The system was developed by the Tesla company in Pardubice in the 1970s. In 1983 it went into operation. At the time it was used mainly for communication between distant employees (typically in telecommunication industry). After 1989 commercial use was allowed and the network stayed until 1999 when it was stopped. The network was owned and operated by state telecom company "SPT Telecom" (later Český Telecom, then Telefónica O2 Czech Republic).

==Technical features==
- The complete network has 63 base stations and capacity for 9,999 users (4 numbers were used for identification).
- Reach of base station was 15 – 25 km, the radiophones were also able to communicate directly with one another.
- Three frequency bands were used: 162/167 MHz for the experimental network, 161/165 MHz for the country level network and 152/157 MHz for local networks.

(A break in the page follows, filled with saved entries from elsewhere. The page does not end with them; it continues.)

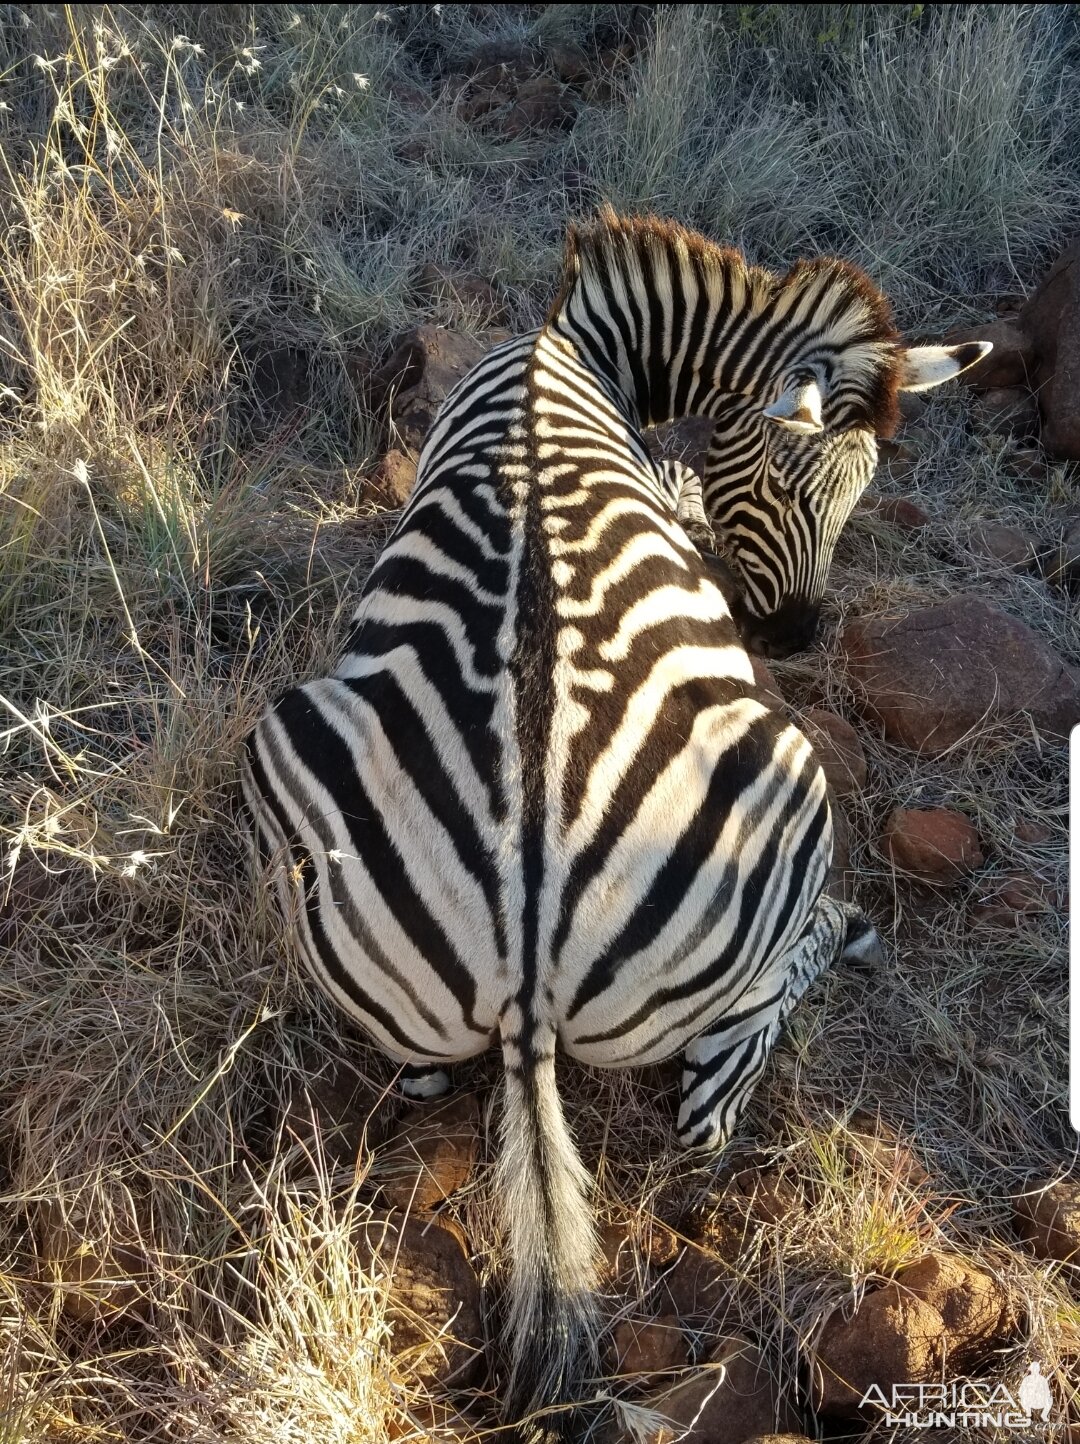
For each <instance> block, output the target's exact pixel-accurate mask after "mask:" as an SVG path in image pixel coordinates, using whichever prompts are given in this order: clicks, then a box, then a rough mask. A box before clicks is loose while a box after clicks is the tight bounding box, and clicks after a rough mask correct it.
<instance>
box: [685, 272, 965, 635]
mask: <svg viewBox="0 0 1080 1444" xmlns="http://www.w3.org/2000/svg"><path fill="white" fill-rule="evenodd" d="M814 264H819V266H820V264H822V263H800V266H797V267H796V269H794V270H793V271H791V274H790V277H788V282H790V284H791V292H793V295H794V293H797V292H798V290H800V289H801V286H800V274H798V273H800V267H806V266H810V267H813V266H814ZM827 264H830V266H832V267H835V270H836V273H837V279H839V274H843V273H846V276H848V279H849V282H850V284H852V286H853V287H856V289H861V290H862V292H863V296H865V300H866V305H868V306H871V308H872V309H874V310H875V312H876V315H878V318H879V325H881V328H882V335H884V334H885V329H887V328H889V326H891V322H889V319H888V309H887V308H885V303H884V299H882V297H881V296H879V295H878V293H876V292H874V290H872V287H871V286H869V282H868V280H866V277H865V276H862V274H861V273H859V271H856V270H855V267H850V266H845V263H843V261H839V260H832V261H830V263H827ZM749 339H751V344H748V345H746V347H745V349H744V351H742V357H741V364H739V365H733V367H732V368H731V371H729V380H728V384H729V386H731V387H732V393H731V394H728V396H723V397H720V396H715V397H713V399H712V400H710V407H709V412H707V414H709V416H710V417H712V420H713V429H712V436H710V440H709V446H707V452H706V458H705V468H703V478H702V477H699V475H697V474H696V472H694V471H693V469H692V468H689V466H686V465H684V464H681V462H670V461H669V462H664V464H663V465H666V466H667V468H669V478H670V484H671V485H673V488H674V495H676V497H677V505H679V517H680V520H681V521H683V523H684V526H686V527H687V531H689V534H690V536H692V537H693V539H694V540H696V541H697V544H699V546H700V547H702V552H703V554H705V556H706V557H709V559H710V565H712V567H713V570H716V572H718V576H719V579H720V582H722V585H723V586H725V595H726V598H728V604H729V606H731V608H732V612H733V615H735V617H736V619H738V622H739V628H741V632H742V635H744V640H745V643H746V645H748V647H749V648H751V650H752V651H757V653H762V654H764V656H767V657H787V656H790V654H791V653H793V651H801V650H803V648H806V647H809V645H810V644H811V643H813V640H814V635H816V632H817V625H819V619H820V611H822V598H823V596H824V588H826V582H827V579H829V570H830V566H832V560H833V553H835V550H836V543H837V540H839V537H840V531H842V530H843V526H845V523H846V521H848V518H849V517H850V514H852V510H853V507H855V504H856V501H858V500H859V497H861V495H862V492H863V491H865V490H866V487H868V485H869V482H871V479H872V477H874V469H875V465H876V439H887V438H889V436H891V435H892V433H894V430H895V427H897V422H898V410H897V400H895V390H892V391H885V393H879V394H878V397H876V399H875V400H874V407H872V414H871V416H869V417H868V416H866V412H865V404H863V399H862V397H859V396H855V397H848V396H845V393H843V390H842V388H840V387H839V386H836V384H835V383H836V374H835V361H833V358H832V357H830V354H829V342H827V341H826V345H824V349H823V351H816V349H814V348H813V347H811V345H804V347H803V349H801V351H800V355H798V361H800V370H801V380H803V383H804V384H803V386H801V387H800V386H798V384H797V381H796V380H794V378H793V386H791V387H790V388H788V390H787V393H785V394H784V396H783V397H778V399H777V401H775V403H774V404H772V406H765V407H762V406H761V404H759V400H761V396H762V394H765V390H767V387H768V383H770V380H771V377H772V374H774V371H775V367H777V364H778V361H780V364H783V361H781V358H780V357H778V354H777V348H780V349H781V352H783V348H784V347H785V345H787V336H785V334H784V331H783V329H781V331H780V332H778V335H777V336H772V338H770V339H768V341H767V339H761V338H758V341H757V347H758V349H755V345H754V344H752V338H749ZM990 347H992V344H990V342H972V344H970V345H969V348H967V349H966V352H957V348H928V347H923V348H920V352H921V355H923V358H924V360H923V362H921V371H920V374H918V375H913V377H910V378H908V380H907V383H905V386H904V390H908V391H923V390H928V388H930V387H936V386H940V384H941V383H943V381H947V380H950V378H951V377H953V375H957V374H959V373H960V371H962V370H966V368H967V367H969V365H973V364H975V361H977V360H980V358H982V357H983V355H986V354H988V352H989V349H990ZM954 352H957V354H954ZM826 397H827V401H826ZM868 420H871V422H872V426H871V427H868V426H866V422H868ZM777 423H778V425H777ZM671 468H674V469H671ZM718 536H719V540H720V544H722V549H723V554H725V560H723V562H720V559H719V557H716V556H715V554H713V553H715V549H716V539H718Z"/></svg>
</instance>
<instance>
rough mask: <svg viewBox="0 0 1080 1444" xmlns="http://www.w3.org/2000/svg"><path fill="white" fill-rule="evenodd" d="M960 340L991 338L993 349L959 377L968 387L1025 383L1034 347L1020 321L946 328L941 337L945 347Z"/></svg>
mask: <svg viewBox="0 0 1080 1444" xmlns="http://www.w3.org/2000/svg"><path fill="white" fill-rule="evenodd" d="M964 341H992V342H993V351H990V354H989V355H988V357H985V358H983V360H982V361H979V362H976V364H975V365H973V367H969V370H967V371H964V374H963V375H962V377H960V380H962V383H963V384H964V386H967V387H970V390H972V391H989V390H990V388H992V387H998V386H1027V384H1028V380H1029V375H1032V374H1034V347H1032V338H1031V336H1029V335H1028V332H1027V329H1025V326H1024V323H1022V322H1021V321H1003V319H1002V321H988V322H986V323H985V325H982V326H970V328H966V329H962V331H950V332H949V335H947V336H946V338H944V344H946V345H947V347H953V345H959V344H962V342H964Z"/></svg>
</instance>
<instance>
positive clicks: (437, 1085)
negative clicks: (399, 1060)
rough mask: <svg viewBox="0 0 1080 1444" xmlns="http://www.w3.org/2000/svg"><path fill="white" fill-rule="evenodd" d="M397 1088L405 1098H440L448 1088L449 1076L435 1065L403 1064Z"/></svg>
mask: <svg viewBox="0 0 1080 1444" xmlns="http://www.w3.org/2000/svg"><path fill="white" fill-rule="evenodd" d="M397 1086H399V1087H400V1089H401V1092H403V1093H404V1096H406V1097H419V1099H424V1097H440V1096H442V1095H443V1093H445V1092H446V1090H448V1089H449V1086H450V1074H449V1073H448V1071H446V1069H442V1067H439V1064H437V1063H403V1064H401V1071H400V1073H399V1076H397Z"/></svg>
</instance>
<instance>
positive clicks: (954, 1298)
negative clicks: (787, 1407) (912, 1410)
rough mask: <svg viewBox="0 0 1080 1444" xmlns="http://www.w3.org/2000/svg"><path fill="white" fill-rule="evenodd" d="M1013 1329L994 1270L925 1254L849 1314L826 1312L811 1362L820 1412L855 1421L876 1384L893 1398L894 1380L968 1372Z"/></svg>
mask: <svg viewBox="0 0 1080 1444" xmlns="http://www.w3.org/2000/svg"><path fill="white" fill-rule="evenodd" d="M1015 1327H1016V1320H1015V1314H1014V1311H1012V1308H1011V1304H1009V1300H1008V1295H1006V1294H1005V1291H1003V1289H1002V1288H1001V1285H999V1284H998V1282H996V1279H993V1278H992V1276H990V1275H989V1274H983V1272H980V1271H979V1269H976V1268H972V1265H969V1263H967V1262H966V1261H964V1259H960V1258H953V1256H951V1255H944V1253H934V1255H930V1256H928V1258H926V1259H920V1261H918V1263H913V1265H911V1266H910V1268H905V1269H902V1271H901V1272H900V1274H898V1275H897V1278H895V1279H894V1281H892V1282H891V1284H887V1285H885V1287H884V1288H879V1289H875V1291H874V1292H869V1294H865V1295H863V1298H862V1301H861V1302H859V1305H858V1308H856V1310H855V1313H853V1314H852V1315H850V1317H845V1314H843V1311H842V1310H836V1311H835V1313H833V1314H830V1315H829V1318H827V1320H826V1323H824V1327H823V1330H822V1334H820V1337H819V1343H817V1350H816V1357H814V1367H813V1392H814V1405H816V1408H817V1412H819V1414H827V1415H839V1417H840V1418H858V1417H859V1402H861V1399H862V1398H863V1396H865V1393H866V1391H868V1389H869V1388H871V1385H876V1386H878V1389H881V1391H882V1393H884V1395H885V1396H887V1398H888V1396H889V1393H891V1388H892V1385H894V1383H926V1382H927V1380H934V1379H940V1378H941V1375H943V1370H947V1372H949V1375H959V1373H966V1372H967V1370H969V1369H972V1367H975V1366H976V1365H977V1363H980V1362H982V1360H983V1359H985V1356H986V1354H988V1353H989V1350H990V1349H992V1347H993V1344H995V1343H996V1341H999V1340H1002V1339H1005V1337H1008V1336H1009V1334H1011V1333H1012V1330H1014V1328H1015ZM868 1412H869V1411H868Z"/></svg>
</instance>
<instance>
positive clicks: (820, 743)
mask: <svg viewBox="0 0 1080 1444" xmlns="http://www.w3.org/2000/svg"><path fill="white" fill-rule="evenodd" d="M798 725H800V728H801V729H803V732H804V734H806V736H807V741H809V742H810V745H811V747H813V749H814V752H816V754H817V761H819V762H820V764H822V771H823V773H824V775H826V781H827V783H829V786H830V787H832V790H833V791H835V793H836V796H837V797H849V796H850V794H852V793H858V791H859V790H861V788H862V787H863V786H865V783H866V754H865V752H863V751H862V744H861V742H859V736H858V734H856V731H855V728H853V726H852V725H850V722H845V719H843V718H840V716H837V715H836V713H835V712H827V710H826V709H824V708H811V710H810V712H804V713H803V716H801V718H800V722H798Z"/></svg>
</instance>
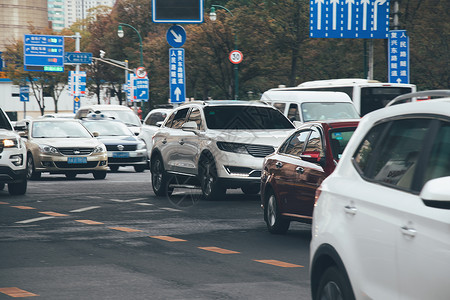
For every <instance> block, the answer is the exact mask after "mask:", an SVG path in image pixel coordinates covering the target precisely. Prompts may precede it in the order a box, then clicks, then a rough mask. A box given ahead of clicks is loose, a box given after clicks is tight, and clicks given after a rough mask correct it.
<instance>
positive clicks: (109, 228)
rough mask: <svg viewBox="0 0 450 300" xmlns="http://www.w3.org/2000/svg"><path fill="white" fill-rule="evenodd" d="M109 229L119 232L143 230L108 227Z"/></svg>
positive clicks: (127, 228)
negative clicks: (123, 231)
mask: <svg viewBox="0 0 450 300" xmlns="http://www.w3.org/2000/svg"><path fill="white" fill-rule="evenodd" d="M108 228H109V229H114V230H119V231H125V232H141V231H142V230H139V229H133V228H128V227H108Z"/></svg>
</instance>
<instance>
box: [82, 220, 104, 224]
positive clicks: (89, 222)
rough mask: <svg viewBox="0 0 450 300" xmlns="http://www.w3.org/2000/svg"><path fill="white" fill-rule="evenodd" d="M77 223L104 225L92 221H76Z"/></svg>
mask: <svg viewBox="0 0 450 300" xmlns="http://www.w3.org/2000/svg"><path fill="white" fill-rule="evenodd" d="M75 221H77V222H80V223H83V224H87V225H101V224H104V223H102V222H97V221H92V220H75Z"/></svg>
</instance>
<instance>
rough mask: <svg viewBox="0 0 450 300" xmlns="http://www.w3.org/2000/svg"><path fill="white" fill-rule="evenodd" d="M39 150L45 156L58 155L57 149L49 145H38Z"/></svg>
mask: <svg viewBox="0 0 450 300" xmlns="http://www.w3.org/2000/svg"><path fill="white" fill-rule="evenodd" d="M39 149H40V150H41V152H42V153H45V154H59V151H58V149H56V148H55V147H53V146H50V145H39Z"/></svg>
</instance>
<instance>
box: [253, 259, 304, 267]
mask: <svg viewBox="0 0 450 300" xmlns="http://www.w3.org/2000/svg"><path fill="white" fill-rule="evenodd" d="M254 261H257V262H260V263H263V264H268V265H273V266H277V267H282V268H304V266H301V265H295V264H290V263H287V262H283V261H279V260H274V259H261V260H258V259H254Z"/></svg>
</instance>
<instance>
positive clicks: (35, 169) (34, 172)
mask: <svg viewBox="0 0 450 300" xmlns="http://www.w3.org/2000/svg"><path fill="white" fill-rule="evenodd" d="M39 178H41V172H36V169H35V168H34V159H33V156H32V155H31V154H29V155H28V156H27V179H32V180H36V179H39Z"/></svg>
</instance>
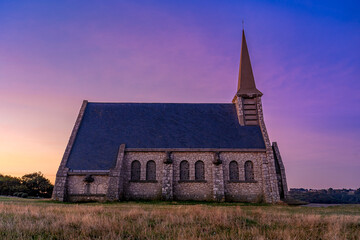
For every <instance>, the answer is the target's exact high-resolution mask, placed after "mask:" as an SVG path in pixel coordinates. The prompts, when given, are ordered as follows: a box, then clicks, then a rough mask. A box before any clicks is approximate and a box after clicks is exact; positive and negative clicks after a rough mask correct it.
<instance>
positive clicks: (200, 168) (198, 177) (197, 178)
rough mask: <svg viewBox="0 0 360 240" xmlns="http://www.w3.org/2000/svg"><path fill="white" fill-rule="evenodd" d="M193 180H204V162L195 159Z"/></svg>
mask: <svg viewBox="0 0 360 240" xmlns="http://www.w3.org/2000/svg"><path fill="white" fill-rule="evenodd" d="M195 180H205V171H204V162H203V161H200V160H199V161H197V162H196V163H195Z"/></svg>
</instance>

- Fixed monthly payment tariff was used, 1000 Kčs per month in 1990, because the system was unable to record call details.
- Authentication of the users was added only in 1993.
- There was no encryption of the transmission and it was possible to listen to the traffic on any tuned receiver (as standard radio).
- The only services provided were incoming and outgoing voice calls within the country.

AMR network was followed by mobile network based on NMT standard (450 MHz, on 12 September 1991, by Eurotel) and a radio-paging service (RDS) in 1992. In 1996 the first network based on GSM standard was started in the Czech Republic.